The best college tradition is not dotting the i at Ohio State. It's not stealing the goat from Navy. Or waving the wheat at Kansas.
It's Picking Up Butch at Middlebury (Vt.) College.
For 42 years Middlebury freshman athletes have been Picking Up Butch for football and basketball games. It's a sign-up sheet thing. Carry the ball bags. Gather all the towels. Pick Up Butch.
Basketball players, men and women, do it during football season. Football players do it during basketball season. Two hours before each home game, two freshmen grab whatever car they can get and drive a mile off campus to the tiny house where 54-year-old Butch Varno lives with his 73-year-old mother, Helen, who never got her driver's license. And they literally Pick Up Butch, 5'3" and 170 pounds, right off his bed.
They put him in his wheelchair and push him out of the house, or one guy hauls him in a fireman's carry. They pile him into the car, cram the wheelchair into the trunk, take him to the game and roll him to his spot in the mezzanine for football games or at the end of the bench for basketball.
Butch always smiles and says the same thing from the bottom of his heart: "CP just sucks." Cerebral palsy. While his fondest dream has always been to play basketball, it'll never happen. There is little that he can physically do for himself.
"At first, you're a little nervous; you're like, I don't know," says freshman wide receiver Ryan Armstrong. "But the older guys say, 'We did it when we were freshmen. Now you go get him. It's tradition.' So me and my buddy got him the first week. He's pretty heavy. We bumped his head a couple of times getting him into the car. He's like, 'Hey! Be careful!' But he loves getting out so much that afterward you feel good. It's fun to put a smile like that on somebody's face."

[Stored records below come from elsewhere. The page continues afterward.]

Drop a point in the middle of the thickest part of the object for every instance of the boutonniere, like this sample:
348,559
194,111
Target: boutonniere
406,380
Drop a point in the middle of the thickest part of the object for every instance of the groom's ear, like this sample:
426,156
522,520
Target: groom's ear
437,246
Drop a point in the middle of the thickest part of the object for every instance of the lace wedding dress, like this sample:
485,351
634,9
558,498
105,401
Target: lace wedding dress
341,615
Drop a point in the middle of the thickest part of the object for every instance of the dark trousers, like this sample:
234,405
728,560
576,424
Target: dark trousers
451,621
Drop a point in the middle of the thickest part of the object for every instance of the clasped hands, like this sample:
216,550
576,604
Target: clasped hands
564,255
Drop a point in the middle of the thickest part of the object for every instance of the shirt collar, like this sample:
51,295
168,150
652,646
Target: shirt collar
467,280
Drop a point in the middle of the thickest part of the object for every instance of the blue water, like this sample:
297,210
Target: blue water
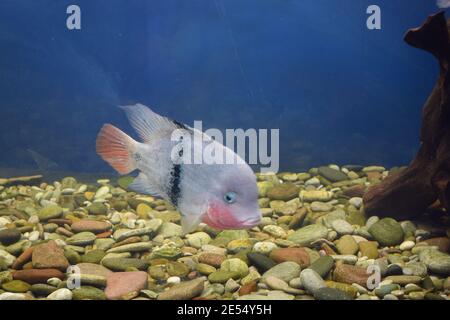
338,92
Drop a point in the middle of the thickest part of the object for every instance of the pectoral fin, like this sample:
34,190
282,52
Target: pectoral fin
189,223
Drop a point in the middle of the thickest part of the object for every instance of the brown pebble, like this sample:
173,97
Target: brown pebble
33,276
248,288
102,235
127,241
64,232
23,258
60,222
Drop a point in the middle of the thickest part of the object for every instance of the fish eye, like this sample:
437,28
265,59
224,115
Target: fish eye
230,197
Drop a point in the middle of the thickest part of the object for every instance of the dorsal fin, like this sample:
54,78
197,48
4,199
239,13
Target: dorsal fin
148,123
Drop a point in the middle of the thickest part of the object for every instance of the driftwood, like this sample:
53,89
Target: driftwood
408,193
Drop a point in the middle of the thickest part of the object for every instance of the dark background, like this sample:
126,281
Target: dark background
338,92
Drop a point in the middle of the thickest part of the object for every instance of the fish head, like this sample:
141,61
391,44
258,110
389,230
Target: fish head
233,201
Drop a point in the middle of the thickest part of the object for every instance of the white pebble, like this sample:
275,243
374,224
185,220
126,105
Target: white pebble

And the kids don't just Pick Up Butch. They also Keep Butch Company. Take Butch to the Bathroom. Feed Butch. "He always likes a hot dog and a Coke," says 6'8" Clark Read, 19, a power forward. "It's kind of weird at first, sticking a hot dog in his mouth. The trick is to throw out the last bite so he doesn't get your fingers."
Thanks to 42 years of freshmen, Butch hardly ever misses a Middlebury game. Not that he hasn't been late.
"One day this year, the two guys were calling me on their cell," says Armstrong, "and they're going, 'We can't find Butch!' And I'm like, 'You lost Butch? How can you lose Butch?' Turns out they just couldn't find his house."